Pero todo esto ya es historia patria. Ahora toca es enfocarse en lo realmente relevante, que es ver cómo diablos logramos salir de esta tragedia social y económica tan grande que nos tocó vivir. Primero lo primero. Me aterra ver que aún hay gente que piensa que la humanidad no va a poder controlar el virus. A ver, si la humanidad ha logrado controlar y convivir con pandemias por siglos, y sin tecnología, es de un ridículo brutal seguir con el cuentico de que todos nos vamos a morir de covid. No. Solo 0,2% de las personas a las que le da covid sucumben a la enfermedad. Y si usted es joven y medianamente sano, estadísticamente hablando el riesgo suyo es casi 0%. ¿No me cree? Pues cerciórese usted mismo: https://www.cdc.gov/coronavirus/2019-ncov/hcp/planning-scenarios.html#definitions

El “día después” de la pandemia vamos a necesitar que la sociedad en general se ponga la camiseta para intentar recuperar el territorio perdido lo más rápido posible. Cuando se acabe esta tragedia, Colombia tendrá millones de nuevos desempleados, millones de nuevos pobres, cientos de miles de niños más durmiendo con hambre. Por lo tanto, tendremos que, literalmente, reconstruir el país. Ese plan de reconstrucción va a tener muchas facetas diferentes. Una opción de reconstrucción vendrá de las toldas de Gustavo Petro y su impresentable tocayo Gustavo Bolívar. Esos personajes pedirán expropiar las empresas y los capitales de los colombianos más adinerados para poder generar una renta básica alta y permanente. Ya sabemos cómo terminaría esto, si se llega a implementar. Comienza con V y termina con a.

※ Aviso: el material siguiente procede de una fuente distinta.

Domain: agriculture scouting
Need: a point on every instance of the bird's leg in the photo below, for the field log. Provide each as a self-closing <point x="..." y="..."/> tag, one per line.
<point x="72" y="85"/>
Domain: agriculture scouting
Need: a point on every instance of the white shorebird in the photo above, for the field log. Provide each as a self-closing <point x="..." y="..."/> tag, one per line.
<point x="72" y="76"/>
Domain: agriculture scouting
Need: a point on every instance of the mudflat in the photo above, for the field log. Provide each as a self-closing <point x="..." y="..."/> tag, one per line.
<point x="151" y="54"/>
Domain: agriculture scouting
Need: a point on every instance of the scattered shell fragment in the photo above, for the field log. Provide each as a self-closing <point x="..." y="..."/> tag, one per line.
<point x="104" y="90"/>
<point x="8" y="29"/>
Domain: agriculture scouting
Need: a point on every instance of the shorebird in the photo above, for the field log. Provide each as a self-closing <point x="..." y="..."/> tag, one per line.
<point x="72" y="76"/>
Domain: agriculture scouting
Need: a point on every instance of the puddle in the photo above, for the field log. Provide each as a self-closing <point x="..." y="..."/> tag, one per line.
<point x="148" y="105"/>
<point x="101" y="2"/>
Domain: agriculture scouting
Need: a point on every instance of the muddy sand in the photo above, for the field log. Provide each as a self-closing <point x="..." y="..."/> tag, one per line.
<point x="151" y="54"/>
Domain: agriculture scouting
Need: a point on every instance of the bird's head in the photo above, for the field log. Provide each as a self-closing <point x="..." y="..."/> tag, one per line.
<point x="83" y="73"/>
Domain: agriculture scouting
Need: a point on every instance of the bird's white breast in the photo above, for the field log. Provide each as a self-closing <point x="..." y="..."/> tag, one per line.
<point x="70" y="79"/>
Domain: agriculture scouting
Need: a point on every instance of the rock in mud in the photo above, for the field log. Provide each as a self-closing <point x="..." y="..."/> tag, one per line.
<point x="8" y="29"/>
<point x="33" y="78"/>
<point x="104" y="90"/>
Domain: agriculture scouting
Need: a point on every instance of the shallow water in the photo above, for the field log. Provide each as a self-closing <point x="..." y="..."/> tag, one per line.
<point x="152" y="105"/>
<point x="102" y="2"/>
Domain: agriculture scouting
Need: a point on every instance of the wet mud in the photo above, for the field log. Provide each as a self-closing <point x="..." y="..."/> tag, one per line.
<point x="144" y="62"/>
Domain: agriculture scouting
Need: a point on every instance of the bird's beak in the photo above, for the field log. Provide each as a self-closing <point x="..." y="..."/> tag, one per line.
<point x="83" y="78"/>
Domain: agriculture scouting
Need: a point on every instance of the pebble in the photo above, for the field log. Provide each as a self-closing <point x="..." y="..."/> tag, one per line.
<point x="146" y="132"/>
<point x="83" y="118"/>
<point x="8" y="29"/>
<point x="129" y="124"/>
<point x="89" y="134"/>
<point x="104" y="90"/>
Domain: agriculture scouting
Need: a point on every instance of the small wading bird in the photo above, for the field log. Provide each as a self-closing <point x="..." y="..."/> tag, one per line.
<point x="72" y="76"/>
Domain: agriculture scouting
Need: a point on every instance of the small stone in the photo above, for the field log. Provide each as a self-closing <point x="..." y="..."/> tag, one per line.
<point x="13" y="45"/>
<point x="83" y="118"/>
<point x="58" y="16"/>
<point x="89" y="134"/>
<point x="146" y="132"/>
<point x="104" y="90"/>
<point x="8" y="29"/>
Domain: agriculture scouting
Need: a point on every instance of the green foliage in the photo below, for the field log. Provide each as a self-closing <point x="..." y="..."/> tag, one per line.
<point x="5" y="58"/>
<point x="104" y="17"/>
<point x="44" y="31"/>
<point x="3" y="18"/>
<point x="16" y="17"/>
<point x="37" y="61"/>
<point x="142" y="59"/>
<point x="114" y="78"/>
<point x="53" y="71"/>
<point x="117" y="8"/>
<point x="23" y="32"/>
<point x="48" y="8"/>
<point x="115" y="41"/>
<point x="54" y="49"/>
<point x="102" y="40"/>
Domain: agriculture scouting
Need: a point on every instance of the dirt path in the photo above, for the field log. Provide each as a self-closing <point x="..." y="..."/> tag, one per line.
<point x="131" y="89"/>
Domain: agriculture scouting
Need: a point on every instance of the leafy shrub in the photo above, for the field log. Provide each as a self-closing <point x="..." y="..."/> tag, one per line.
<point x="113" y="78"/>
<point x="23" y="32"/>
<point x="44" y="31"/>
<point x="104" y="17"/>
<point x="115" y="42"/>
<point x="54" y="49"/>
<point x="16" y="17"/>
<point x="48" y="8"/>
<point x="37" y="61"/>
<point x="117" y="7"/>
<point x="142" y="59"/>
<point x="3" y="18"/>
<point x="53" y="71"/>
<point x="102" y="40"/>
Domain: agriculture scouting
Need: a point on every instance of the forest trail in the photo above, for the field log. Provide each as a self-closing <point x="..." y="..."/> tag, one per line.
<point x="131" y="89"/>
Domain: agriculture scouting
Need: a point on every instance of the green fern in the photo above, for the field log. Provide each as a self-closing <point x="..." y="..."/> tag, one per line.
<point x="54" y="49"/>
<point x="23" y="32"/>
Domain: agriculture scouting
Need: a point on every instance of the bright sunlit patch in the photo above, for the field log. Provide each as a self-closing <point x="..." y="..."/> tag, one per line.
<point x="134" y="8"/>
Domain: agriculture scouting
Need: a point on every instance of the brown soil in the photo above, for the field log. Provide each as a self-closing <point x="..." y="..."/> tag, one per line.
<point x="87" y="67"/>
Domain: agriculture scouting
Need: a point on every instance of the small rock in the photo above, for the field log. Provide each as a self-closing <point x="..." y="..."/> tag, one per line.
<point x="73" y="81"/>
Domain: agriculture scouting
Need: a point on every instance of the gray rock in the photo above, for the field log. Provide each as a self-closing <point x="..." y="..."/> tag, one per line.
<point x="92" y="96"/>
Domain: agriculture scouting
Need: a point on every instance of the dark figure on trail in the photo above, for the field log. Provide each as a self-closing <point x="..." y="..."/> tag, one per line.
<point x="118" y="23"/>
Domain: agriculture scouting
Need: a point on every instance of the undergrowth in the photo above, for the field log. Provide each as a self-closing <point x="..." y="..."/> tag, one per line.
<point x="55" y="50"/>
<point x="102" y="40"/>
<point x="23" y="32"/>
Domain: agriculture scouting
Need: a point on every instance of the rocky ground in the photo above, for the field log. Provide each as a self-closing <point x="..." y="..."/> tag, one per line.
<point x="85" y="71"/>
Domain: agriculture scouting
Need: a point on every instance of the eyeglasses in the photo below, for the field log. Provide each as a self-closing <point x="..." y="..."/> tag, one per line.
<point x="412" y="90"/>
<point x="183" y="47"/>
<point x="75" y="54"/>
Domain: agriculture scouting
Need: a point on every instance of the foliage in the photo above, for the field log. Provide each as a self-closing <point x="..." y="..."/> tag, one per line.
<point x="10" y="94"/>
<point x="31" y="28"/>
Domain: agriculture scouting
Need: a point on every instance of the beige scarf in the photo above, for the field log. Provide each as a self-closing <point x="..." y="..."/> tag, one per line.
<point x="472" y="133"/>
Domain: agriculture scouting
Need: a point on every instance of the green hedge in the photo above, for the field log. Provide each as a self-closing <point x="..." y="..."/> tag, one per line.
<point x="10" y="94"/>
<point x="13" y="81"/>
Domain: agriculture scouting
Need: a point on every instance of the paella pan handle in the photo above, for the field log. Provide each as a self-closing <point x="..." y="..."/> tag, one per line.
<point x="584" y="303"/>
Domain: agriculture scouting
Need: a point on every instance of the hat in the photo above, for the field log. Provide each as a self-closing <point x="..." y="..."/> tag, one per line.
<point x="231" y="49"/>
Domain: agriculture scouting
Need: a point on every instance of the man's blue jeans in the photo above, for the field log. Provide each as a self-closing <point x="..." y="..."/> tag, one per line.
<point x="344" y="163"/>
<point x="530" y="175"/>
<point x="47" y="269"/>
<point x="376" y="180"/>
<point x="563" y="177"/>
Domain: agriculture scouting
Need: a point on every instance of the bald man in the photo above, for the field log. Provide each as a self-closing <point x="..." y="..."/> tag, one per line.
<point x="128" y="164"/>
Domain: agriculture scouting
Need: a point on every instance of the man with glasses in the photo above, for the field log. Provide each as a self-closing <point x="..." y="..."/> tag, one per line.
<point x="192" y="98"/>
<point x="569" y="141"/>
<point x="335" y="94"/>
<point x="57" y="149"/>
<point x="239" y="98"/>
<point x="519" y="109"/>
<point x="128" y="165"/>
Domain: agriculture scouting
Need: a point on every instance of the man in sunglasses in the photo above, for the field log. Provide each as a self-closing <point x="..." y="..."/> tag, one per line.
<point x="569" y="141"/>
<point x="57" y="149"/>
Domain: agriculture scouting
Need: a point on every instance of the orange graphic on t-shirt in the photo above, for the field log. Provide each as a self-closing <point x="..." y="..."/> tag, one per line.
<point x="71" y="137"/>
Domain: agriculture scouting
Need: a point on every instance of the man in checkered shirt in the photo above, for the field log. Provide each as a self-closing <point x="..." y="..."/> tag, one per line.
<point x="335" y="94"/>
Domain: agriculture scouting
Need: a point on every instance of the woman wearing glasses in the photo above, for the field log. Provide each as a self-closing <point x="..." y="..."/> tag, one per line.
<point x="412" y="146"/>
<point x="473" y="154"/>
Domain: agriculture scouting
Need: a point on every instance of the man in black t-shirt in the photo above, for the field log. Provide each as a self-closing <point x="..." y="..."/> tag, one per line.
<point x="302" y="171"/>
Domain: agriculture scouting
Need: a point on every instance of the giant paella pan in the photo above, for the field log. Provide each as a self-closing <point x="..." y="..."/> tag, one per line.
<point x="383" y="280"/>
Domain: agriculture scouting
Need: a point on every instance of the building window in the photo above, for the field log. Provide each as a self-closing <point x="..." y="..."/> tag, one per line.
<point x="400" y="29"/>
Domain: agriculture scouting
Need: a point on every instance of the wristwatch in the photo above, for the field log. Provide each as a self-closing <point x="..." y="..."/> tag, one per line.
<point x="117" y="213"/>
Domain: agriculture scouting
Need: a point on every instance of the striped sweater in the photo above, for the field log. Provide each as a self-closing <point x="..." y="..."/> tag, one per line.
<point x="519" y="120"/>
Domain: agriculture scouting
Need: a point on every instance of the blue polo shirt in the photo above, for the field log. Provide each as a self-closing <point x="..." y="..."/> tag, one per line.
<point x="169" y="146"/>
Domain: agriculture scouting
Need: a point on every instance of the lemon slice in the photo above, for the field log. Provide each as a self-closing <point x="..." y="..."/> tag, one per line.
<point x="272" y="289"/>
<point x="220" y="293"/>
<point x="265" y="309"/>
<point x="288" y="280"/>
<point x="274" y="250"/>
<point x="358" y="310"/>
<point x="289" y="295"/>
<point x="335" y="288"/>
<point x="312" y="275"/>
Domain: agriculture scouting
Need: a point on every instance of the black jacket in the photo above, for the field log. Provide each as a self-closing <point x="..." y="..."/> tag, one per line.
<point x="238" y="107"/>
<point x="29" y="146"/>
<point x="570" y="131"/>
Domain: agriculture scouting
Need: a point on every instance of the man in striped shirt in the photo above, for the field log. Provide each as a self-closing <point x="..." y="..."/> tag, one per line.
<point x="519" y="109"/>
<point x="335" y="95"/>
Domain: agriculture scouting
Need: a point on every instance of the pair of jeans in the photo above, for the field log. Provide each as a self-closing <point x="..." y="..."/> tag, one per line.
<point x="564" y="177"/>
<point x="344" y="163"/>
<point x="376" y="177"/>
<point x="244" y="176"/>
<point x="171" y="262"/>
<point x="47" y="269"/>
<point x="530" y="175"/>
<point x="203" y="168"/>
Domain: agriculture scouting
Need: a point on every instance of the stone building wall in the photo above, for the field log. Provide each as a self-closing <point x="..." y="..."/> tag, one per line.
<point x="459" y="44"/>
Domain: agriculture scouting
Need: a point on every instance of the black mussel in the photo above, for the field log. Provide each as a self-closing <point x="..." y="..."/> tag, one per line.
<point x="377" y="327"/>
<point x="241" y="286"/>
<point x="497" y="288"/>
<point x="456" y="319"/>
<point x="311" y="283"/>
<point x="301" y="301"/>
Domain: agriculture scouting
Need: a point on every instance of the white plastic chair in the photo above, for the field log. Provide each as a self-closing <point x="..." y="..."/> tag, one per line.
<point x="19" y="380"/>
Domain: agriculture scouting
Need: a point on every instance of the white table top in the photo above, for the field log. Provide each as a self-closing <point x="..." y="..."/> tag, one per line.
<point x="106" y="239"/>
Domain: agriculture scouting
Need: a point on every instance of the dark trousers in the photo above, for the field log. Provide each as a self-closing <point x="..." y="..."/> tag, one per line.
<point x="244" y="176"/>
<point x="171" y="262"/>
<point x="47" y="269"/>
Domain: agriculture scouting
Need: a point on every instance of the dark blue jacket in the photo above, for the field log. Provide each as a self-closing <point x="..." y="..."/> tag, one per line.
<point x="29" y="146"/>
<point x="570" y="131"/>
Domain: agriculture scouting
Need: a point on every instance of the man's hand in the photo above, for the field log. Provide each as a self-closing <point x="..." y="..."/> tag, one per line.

Los políticos de centro pedirán más impuestos a los empresarios y más deuda para poder mantener el gasto público. Personas como yo pediremos que se utilice la situación actual para cambiar la base estructural de la economía. Las prioridades deberían ser: (1) desburocratizar aún más los procesos de aprobación de proyectos de inversión, (2) ponerle aún más coto a las licencias previas, (3) disminuir aún más las trabas a la inversión en infraestructura, (4) rediseñar el sistema pensional de reparto para disminuir los subsidios a los más pudientes, (5) cobrarle impuesto de renta a las pensiones altas, (6) incrementar la canasta de productos que pagan IVA, y (7) exigirle responsabilidad a la clase trabajadora para que no se convierta en un obstáculo más a la recuperación.

Ya es hora de que los trabajadores y los opinadores entiendan que sin empresas no hay trabajo. Como decía Winston Churchill, “algunos ven a la empresa privada como si se tratara de un tigre depredador a quien disparar. Otros lo ven como una vaca que pueden ordeñar. Solo unos pocos la ven como realmente es: el caballo fuerte que tira la carroza”.